In the Mac version of Qt neither 1) QApplication::setPalette(…) nor 2) qWidget->setPalette(…) actually works unless you call QApplication::setDesktopSettingsAware(false). If you do call setDesktopSettingsAware(false) then you end up with an application who’s style does not look like the native Mac style, it’s close, but noticeably wrong. The reasons for this are as follows…
For #1 calling QApplication::setPalette(…) does not work on the Mac because Qt resets the application’s palette to the Mac-native default palette every time the application is activated, thus destroying any palette that you might have set for the application. The reason that I was given for doing this was that since there is no “font changed event” or “color changed event” then Qt needs to reload the fonts and colors every time the application is activated. The problem with this logic is that you cannot change the Mac System Font, it is what it is and it will never change. And the only colors that can be changed are between two color sets – Blue and Graphite – with the addition of changing the text Highlight color. Changing these colors is so rare an event that it is hardly something that Qt should be doing every time the application is activated. And regardless of if Qt needs to reset the palette or not, if the we the developer have set the palette using QApplication::setPalette(…) then shouldn’t you at least compare the palette we’ve set with the Mac default palette and only reset the palette roles if we haven’t set one? It seems that always clobbering the entire palette is a very bad idea.
Issue #2, which I sincerely hope Qt 4.5 solves, is that palettes are not properly propagated to the children on the Mac version of Qt.
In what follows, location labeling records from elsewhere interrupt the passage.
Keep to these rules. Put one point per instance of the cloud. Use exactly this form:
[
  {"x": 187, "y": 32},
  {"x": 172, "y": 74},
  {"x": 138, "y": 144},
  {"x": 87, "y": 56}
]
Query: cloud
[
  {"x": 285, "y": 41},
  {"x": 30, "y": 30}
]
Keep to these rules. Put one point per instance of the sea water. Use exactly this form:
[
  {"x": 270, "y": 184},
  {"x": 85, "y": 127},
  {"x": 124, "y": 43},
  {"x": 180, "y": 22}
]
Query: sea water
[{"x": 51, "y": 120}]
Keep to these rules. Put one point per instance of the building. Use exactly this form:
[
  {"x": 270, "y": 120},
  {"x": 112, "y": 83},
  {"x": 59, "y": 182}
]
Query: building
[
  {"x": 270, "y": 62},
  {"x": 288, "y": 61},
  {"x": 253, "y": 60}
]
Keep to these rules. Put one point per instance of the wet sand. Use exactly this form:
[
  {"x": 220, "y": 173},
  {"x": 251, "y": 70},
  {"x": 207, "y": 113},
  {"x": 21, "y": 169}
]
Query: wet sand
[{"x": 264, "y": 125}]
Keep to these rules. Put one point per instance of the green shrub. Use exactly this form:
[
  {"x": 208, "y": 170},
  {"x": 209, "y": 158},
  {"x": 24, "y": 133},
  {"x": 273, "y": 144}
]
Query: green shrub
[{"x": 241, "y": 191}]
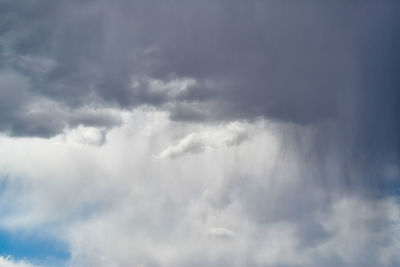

That is to say if I don’t use QApplication::setPalette(…) and instead call setPalette(…) directly on a QWidget then that palettes is not properly propagated to the children, it is only partially propagated. For example, background colors and some other color roles are propagated to the children on the Mac but the text colors are not usually changed (though they are in some controls) and some colors for parts of other controls aren’t changed as well.
I hope that this announcement means that Palettes will finally work properly in the Mac version of Qt. If they are not fixed on the Mac then Palettes are pretty much completely useless on the Mac and should be documented as such. Sadly I had reported these Mac issues during the development cycle of Qt 4.4 and my bug report was quickly marked as rejected before I had even completed the email discussion regarding the issues. I hope that someone would recognize that these are valid issues and must be fixed.